Mechanisms for generating outbreeding depression

The different mechanisms of outbreeding depression can operate at the same time. However, determining which mechanism is likely to occur in a particular population can be very difficult.

There are three main mechanisms for generating outbreeding depression:

  1. Fixed chromosomal differences resulting in the partial or complete sterility of F1 hybrids.[1]
  2. Adaptive differentiation among populations
  3. Population bottlenecks and genetic drift

Some mechanisms may not appear until two or more generations later (F2 or greater),[5] when recombination has undermined vitality of positive epistasis. Hybrid vigor in the first generation can, in some circumstances, be strong enough to mask the effects of outbreeding depression. An example of this is that plant breeders will make F1 hybrids from purebred strains, which will improve the uniformity and vigor of the offspring, however the F2 generation are not used for further breeding because of unpredictable phenotypes in their offspring. Unless there is strong selective pressure, outbreeding depression can increase in further generations as coadapted gene complexes are broken apart without the forging of new coadapted gene complexes to take their place. If the outcrossing is limited and populations are large enough, selective pressure acting on each generation can restore fitness. Unless the F1 hybrid generation is sterile or very low fitness, selection will act in each generation using the increased diversity to adapt to the environment.[6] This can lead to recovery in fitness to baseline, and sometimes even greater fitness than original parental types in that environment.[7] However, as the hybrid population will likely to go through a decline in fitness for a few generations, they will need to persist long enough to allow selection to act before they can rebound.[8]
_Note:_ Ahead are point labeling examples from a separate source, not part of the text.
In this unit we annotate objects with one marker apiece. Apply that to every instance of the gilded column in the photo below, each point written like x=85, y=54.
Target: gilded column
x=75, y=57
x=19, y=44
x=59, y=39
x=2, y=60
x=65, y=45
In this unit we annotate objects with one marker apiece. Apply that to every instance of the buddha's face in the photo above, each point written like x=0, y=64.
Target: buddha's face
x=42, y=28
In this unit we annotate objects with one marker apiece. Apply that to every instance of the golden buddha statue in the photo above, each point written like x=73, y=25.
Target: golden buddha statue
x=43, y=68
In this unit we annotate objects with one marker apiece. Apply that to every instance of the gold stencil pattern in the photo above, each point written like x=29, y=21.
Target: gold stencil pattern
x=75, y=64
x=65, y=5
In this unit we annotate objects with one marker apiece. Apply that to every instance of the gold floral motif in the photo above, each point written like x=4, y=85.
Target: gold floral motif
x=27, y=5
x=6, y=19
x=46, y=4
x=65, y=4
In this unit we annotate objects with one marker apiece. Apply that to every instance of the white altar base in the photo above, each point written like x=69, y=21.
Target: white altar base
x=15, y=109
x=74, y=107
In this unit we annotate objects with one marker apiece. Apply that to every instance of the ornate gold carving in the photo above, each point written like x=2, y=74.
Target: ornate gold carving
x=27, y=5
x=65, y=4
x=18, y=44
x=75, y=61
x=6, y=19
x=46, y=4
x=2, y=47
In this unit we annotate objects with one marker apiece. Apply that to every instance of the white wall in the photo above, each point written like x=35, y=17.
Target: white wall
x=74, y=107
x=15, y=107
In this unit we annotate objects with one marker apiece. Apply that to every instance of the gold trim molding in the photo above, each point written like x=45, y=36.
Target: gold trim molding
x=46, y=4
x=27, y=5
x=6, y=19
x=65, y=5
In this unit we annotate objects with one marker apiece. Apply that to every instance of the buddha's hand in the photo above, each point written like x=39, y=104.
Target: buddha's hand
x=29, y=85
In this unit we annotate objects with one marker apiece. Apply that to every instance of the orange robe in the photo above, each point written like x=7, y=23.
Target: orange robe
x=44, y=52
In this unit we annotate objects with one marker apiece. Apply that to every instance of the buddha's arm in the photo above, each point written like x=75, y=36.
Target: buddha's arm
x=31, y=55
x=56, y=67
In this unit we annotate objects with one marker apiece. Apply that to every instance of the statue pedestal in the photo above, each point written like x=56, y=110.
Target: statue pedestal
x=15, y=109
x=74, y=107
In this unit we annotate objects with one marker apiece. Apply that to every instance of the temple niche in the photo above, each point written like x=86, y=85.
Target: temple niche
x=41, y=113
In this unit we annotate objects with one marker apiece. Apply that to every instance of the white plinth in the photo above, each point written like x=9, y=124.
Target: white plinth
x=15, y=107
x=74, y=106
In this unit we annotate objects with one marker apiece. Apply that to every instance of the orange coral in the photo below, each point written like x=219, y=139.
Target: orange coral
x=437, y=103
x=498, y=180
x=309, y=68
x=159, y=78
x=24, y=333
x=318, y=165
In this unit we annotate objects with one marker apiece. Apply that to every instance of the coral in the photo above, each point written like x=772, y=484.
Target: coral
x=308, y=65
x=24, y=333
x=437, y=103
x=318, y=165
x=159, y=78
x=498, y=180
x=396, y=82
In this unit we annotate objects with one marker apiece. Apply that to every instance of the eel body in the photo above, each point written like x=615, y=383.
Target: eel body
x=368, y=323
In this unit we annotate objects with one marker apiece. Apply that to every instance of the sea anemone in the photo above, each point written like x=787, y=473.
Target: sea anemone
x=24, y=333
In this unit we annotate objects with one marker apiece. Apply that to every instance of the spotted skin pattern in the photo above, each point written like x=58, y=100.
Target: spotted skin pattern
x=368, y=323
The first mechanism has the greatest effects on fitness for polyploids, an intermediate effect on translocations, and a modest effect on centric fusions and inversions.[1] Generally this mechanism will be more prevalent in the first generation (F1) after the initial outcrossing when most individuals are made up of the intermediate phenotype. An extreme case of this type of outbreeding depression is the sterility and other fitness-reducing effects often seen in interspecific hybrids (such as mules), which involves not only different alleles of the same gene but even different orthologous genes.

Examples of the second mechanism include stickleback fish, which developed benthic and lymnetic forms when separated. When crosses occurred between the two forms, there were low spawning rates. However, when the same forms mated with each other and no crossing occurred between lakes, the spawning rates were normal. This pattern has also been studied in Drosophila and leaf beetles, where the F1 progeny and later progeny resulted in intermediate fitness between the two parents. This circumstance is more likely to happen and occurs more quickly with selection than genetic drift.[1]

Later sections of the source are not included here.